Mediadora en la tensa relación paterno-filial
A estas circunstancias se le sumaba ser juez de línea en otro conflicto padre e hijo. Cuando Francisco Franco eligió a Juan Carlos como su sucesor, por delante de su padre, don Juan entró en cólera. El joven no se atrevía a decírselo a la cara, pues sabía la respuesta enfurecida que encontraría. De ahí que se lo dijera vía carta. “Dile a Juanito que estoy muy contenta. Que sepa que yo me ocupo de que aquí no se hagan tonterías”, le dijo María de las Mercedes a su secretario, cuando fue la primera en leer la misiva. Pero ni por esas, don Juan estaba profundamente molesto con su hijo, aunque este no había tenido nada que ver en la decisión unilateral del dictador. Al resentimiento por la muerte del infante Alfonso le sumó esta otra decepción que condenó para siempre la relación paterno filial.
Finalmente, el 22 de noviembre de 1975, Juan Carlos se convertía en el jefe de Estado, mientras sus padres aún permanecían en Estoril. El nuevo monarca les rogó que regresaran, pues deseaba tener cerca a su madre, y en 1976 se produjo la vuelta a España de los condes de Barcelona. El matrimonio se instaló en un chalet en Puerta de Hierro, al que nombraron, como no podía ser de otro modo, como 'Villa Giralda'. Y desde ahí, María de las Mercedes pudo escuchar las retransmisiones de su amado Betis, recuperar contacto con antiguas amistades, acudir a los toros y disfrutar de una familia (a ratos) bien avenida.

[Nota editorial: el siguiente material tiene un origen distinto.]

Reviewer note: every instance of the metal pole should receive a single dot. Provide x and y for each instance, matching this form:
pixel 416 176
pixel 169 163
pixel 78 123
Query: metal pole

Enviudó en 1993, cuando Juan de Borbón falleció a consecuencia de un cáncer de laringe; a ella tardó una década más en visitarle la muerte.
Pudo ver casarse a muchos de sus nietos, a Cristina y a Elena por ejemplo, aunque no a Felipe; vivió con la salud mermada los últimos años de su vida debido a unas complicadas fracturas en el fémur que la dejaron con la movilidad muy restringida. Obtuvo la insignia de oro del Real Betis y acudió al estadio Benito Villamarín a recoger el broche de brillantes y, en definitiva, aprovechó su vida post exilio.
La Nochevieja de 1999, para despedir el milenio, Juan Carlos quiso hacerlo alejado de la tradicional nieve y optar por la calidez de las islas. La familia al completo se trasladó hasta La Mareta, la casa en Teguise (Lanzarote) que Hussein de Jordania había regalado a la Familia Real. El viaje, que debía ser alegre y esperanzador; se volvió amargo cuando la matriarca de los Borbones no despertó de su siesta. Fue una muerte repentina y plácida, que le permitió, al fin, reunirse con el hijo que llevaba 44 años añorando.